There is also mention made in the above article of discoveries of hundreds of human skeletal remains in America that are much like Australian Aborigines. Footprints discovered by Silvia Gonzalez in 2003 in the high desert south-east of Puebla Mexico predated the Clovis (Mongoloids) by at least 10,000 years: R. Adler, “The First Americans,” New Scientist, April 8, 2006, pp. 42-46.
Indeed, the date of some prints was 40,000 years: Quaternary Science Reviews, vol. 25, p. 201. The prints could therefore not have been made by the Clovis as this was during the last Ice Age and the Bering land bridge was impassable. Gonzalez speculates that these people could have looked like Australian Aborigines or south Asians.
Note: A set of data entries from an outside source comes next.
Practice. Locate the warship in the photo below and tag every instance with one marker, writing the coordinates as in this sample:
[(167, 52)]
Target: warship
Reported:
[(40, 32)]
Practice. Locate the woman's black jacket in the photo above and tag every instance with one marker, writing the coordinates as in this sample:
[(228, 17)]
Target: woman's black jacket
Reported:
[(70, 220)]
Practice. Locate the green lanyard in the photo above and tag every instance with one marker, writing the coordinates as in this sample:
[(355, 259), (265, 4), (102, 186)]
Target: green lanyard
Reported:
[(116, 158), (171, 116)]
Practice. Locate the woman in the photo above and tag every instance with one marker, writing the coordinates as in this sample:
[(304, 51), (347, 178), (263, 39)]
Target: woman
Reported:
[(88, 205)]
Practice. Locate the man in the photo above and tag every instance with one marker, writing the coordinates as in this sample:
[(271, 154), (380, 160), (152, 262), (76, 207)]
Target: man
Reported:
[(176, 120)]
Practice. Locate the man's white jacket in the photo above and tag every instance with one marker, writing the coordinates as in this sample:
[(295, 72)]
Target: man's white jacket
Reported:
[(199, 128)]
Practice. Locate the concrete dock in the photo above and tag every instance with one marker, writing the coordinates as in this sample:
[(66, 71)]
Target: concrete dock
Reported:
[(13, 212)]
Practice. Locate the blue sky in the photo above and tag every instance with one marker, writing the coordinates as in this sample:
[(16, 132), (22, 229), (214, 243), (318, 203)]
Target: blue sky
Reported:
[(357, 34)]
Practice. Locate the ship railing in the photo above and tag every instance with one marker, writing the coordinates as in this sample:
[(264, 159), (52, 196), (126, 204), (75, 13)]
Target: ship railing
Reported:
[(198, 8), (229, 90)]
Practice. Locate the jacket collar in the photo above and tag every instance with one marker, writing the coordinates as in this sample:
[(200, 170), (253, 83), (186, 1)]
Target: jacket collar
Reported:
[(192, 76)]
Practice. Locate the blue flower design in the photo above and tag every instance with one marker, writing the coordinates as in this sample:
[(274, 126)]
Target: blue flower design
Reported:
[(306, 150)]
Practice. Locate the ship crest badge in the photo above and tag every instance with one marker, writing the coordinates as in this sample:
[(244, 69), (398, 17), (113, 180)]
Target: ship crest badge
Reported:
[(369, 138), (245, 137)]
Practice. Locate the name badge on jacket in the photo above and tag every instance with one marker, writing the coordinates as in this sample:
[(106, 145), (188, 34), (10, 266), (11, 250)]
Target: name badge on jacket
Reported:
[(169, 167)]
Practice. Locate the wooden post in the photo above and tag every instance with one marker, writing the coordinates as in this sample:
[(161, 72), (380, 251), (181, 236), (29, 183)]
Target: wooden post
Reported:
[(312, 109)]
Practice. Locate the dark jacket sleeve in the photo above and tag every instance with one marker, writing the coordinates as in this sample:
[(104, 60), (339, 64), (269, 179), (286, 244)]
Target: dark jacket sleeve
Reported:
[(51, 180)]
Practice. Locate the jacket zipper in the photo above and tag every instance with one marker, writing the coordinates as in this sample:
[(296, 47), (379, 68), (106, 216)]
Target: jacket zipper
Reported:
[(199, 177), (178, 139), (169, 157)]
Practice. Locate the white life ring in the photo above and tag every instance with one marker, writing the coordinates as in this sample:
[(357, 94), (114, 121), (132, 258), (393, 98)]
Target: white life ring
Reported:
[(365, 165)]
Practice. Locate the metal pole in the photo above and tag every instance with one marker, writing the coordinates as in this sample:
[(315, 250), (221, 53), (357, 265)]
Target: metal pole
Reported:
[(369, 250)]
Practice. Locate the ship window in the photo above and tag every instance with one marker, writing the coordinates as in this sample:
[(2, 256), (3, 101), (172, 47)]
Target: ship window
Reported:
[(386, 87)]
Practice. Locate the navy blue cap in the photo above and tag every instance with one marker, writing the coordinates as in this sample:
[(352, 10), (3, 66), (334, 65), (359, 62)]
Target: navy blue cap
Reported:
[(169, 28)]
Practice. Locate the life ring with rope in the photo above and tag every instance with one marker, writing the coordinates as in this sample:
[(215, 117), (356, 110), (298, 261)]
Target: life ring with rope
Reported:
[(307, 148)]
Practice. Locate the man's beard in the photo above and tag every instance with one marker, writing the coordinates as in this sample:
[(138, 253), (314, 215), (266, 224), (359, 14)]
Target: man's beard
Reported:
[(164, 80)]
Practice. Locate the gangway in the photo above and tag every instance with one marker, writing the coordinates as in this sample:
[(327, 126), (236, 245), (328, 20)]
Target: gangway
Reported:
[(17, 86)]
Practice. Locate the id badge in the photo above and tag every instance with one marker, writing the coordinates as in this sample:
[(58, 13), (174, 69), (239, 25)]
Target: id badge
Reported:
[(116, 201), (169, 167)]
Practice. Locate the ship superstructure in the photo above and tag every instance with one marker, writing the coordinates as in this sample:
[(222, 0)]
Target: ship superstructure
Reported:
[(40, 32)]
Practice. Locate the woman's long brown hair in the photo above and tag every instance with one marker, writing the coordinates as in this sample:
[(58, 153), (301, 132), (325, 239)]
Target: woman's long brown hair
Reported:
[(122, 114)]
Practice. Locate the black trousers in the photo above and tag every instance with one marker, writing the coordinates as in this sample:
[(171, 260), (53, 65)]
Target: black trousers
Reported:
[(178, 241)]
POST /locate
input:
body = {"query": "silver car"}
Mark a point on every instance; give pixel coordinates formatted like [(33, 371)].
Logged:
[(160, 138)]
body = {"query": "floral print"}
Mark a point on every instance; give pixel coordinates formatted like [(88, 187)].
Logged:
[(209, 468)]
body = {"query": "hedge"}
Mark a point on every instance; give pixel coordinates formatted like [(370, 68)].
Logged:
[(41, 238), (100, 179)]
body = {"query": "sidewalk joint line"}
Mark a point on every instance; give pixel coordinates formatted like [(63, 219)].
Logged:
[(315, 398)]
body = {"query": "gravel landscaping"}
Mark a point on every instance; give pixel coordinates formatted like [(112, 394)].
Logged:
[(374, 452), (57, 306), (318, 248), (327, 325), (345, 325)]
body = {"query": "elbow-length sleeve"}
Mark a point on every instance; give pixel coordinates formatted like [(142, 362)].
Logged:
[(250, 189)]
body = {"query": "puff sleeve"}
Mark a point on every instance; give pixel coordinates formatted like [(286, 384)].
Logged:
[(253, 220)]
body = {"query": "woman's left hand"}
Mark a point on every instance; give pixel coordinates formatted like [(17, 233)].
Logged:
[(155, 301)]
However, dating by Paul Renne at the University of California, indicates that if the footprints are really footprints rather than erosion marks, they are likely to be around 1.3 million years old, which means that humans are even older than any one has previously contemplated.

Steven Strong, “Homo Sapiens Sapiens Originated in Australia, Not ‘Out-of-Africa’-DNA Evidence,” at http://thestringer.com.au/homo-sapien-sapiens-originated-in-australia-not-out-of-africa-dna-evidence-5938, mentions another complication to this story, that of the Denisovans, an ancient sub-species of humans, genetically closest to the Australian Aborigines. A femur bone found in a cave in Spain, yielded DNA which was Denisovan and 400,000 years old. So an early species of human was wandering Europe well before humans were thought to have evolved on the African Eve model.

Although many of the authors cited here take Aboriginal Australians to be the “original” humans, and this is not impossible, they generally accept that the original humans arose from “two lineages” with no African involvement of mt DNA or Y-chromosomes. The lineages would therefore pre-date modern Aborigines.

As well, it is likely that many earlier humans lived in Australia before modern Aborigines, so that modern Aborigines are not strictly a “first people,” but certainly older than any other living candidates. It is possible that modern humans could therefore have evolved in Australia rather than Africa, so in a sense we are all “aboriginal.” In any case, as Steven Strong says, although there is uncertainty about the identity of the “more ancient common ancestor,” “All that can be stated with confidence is that humanity’s ancestor did not reside in Africa, but “probably” Australia.” The African Eve hypothesis, therefore, is almost certainly wrong.